Ces chiffres, qui montrent notamment que le parti du chef de l’Etat devrait perdre entre la moitié et les deux tiers de ses députés, ne semblent cependant pas entamer l’optimisme de ce dernier, qui a assuré à un certain nombre de proches que „la majorité absolue n’était pas hors de portée“ pour ses amis politiques. Il est vrai qu’il ne disposait pas alors des toutes dernières estimations publiées – mais on sait bien que le pouvoir, quel qu’il soit, dispose de ses propres réseaux de mesure de l’opinion. S’agit-il, de la part du locataire de l’Elysée, d’une ultime tentative de convaincre les Français qu’en dissolvant l’Assemblée nationale au soir des élections européennes du 9 juin dernier, il n’a pas plongé la France dans le chaos, comme tant d’électeurs le pensent, mais au contraire lancé un processus de clarification nécessaire?
Pourtant, l’évolution de la campagne législative ne plaide vraiment pas en faveur de cette thèse, au-delà même des sondages. Au contraire: le ton s’en est encore durci ces derniers jours, en particulier autour de la question de l’antisémitisme d’une partie de La France Insoumise (voir Tageblatt du 21 juin).
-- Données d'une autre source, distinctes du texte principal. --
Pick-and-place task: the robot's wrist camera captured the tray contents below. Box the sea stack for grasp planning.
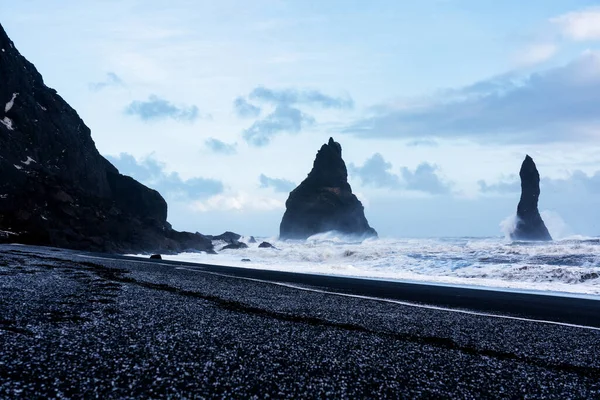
[511,156,552,241]
[279,138,377,239]
[0,21,213,253]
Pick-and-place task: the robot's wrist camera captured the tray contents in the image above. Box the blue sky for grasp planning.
[0,0,600,237]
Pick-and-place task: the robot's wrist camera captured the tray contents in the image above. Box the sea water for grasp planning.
[164,232,600,295]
Une accusation qui continue de susciter un malaise à gauche, et suscite une inquiétude croissante dans la communauté juive de France, laquelle estime à 92% – toujours selon les sondages – qu’une victoire du Nouveau Front populaire, assez largement piloté par les mélenchonistes, accroîtrait la menace pesant sur sa sécurité.
D’autres controverses tendent aussi à s’envenimer sur les conséquences économiques et financières d’une victoire de l’un ou l’autre extrême. Le chiffrage des projets du Rassemblement national est ressenti par la plupart des économistes comme préoccupant, pour ne pas dire plus, avec au moins 50 milliards d’euros de dépenses supplémentaires (ou de manque à gagner pour l’État, ce qui, sur le plan comptable, revient au même). Et celui du programme du Nouveau Front populaire, avec 110 à 205 milliards d’euros de dépenses supplémentaires selon les estimations, comme carrément suicidaire pour une France qui s’empêtre déjà dans une dette publique abyssale, et un déficit budgétaire qui vient de lui valoir une réprimande officielle de Bruxelles.
Le Maire: des „cloportes“
Ce à quoi, il est vrai, l’extrême droite – qui, donc, selon ce dernier sondage, connaîtrait une forte poussée sans conquérir pour autant la majorité absolue au Palais-Bourbon – tente de répondre en revoyant sans cesse à la baisse ses promesses de dépenses publiques ou d’exonérations, notamment pour séduire le patronat. Cependant qu’à gauche, nombre de modérés vont répétant qu’il n’y a pas lieu de trop se soucier de leurs engagements, car l’accord électoral conclu entre LFI, les Verts, le PCF et le PS, n’avait pour seul véritable objet que d’opposer, en se partageant les circonscriptions plutôt qu’en allant s’y affronter, un front uni au risque de voir le RN s’installer à Matignon, en attendant peut-être pire encore en 2027. Franchise désarmante sans doute, en tout cas plutôt rassurante, mais qui ne semble pas exactement relever de ce que M. Macron appelle une „clarification“.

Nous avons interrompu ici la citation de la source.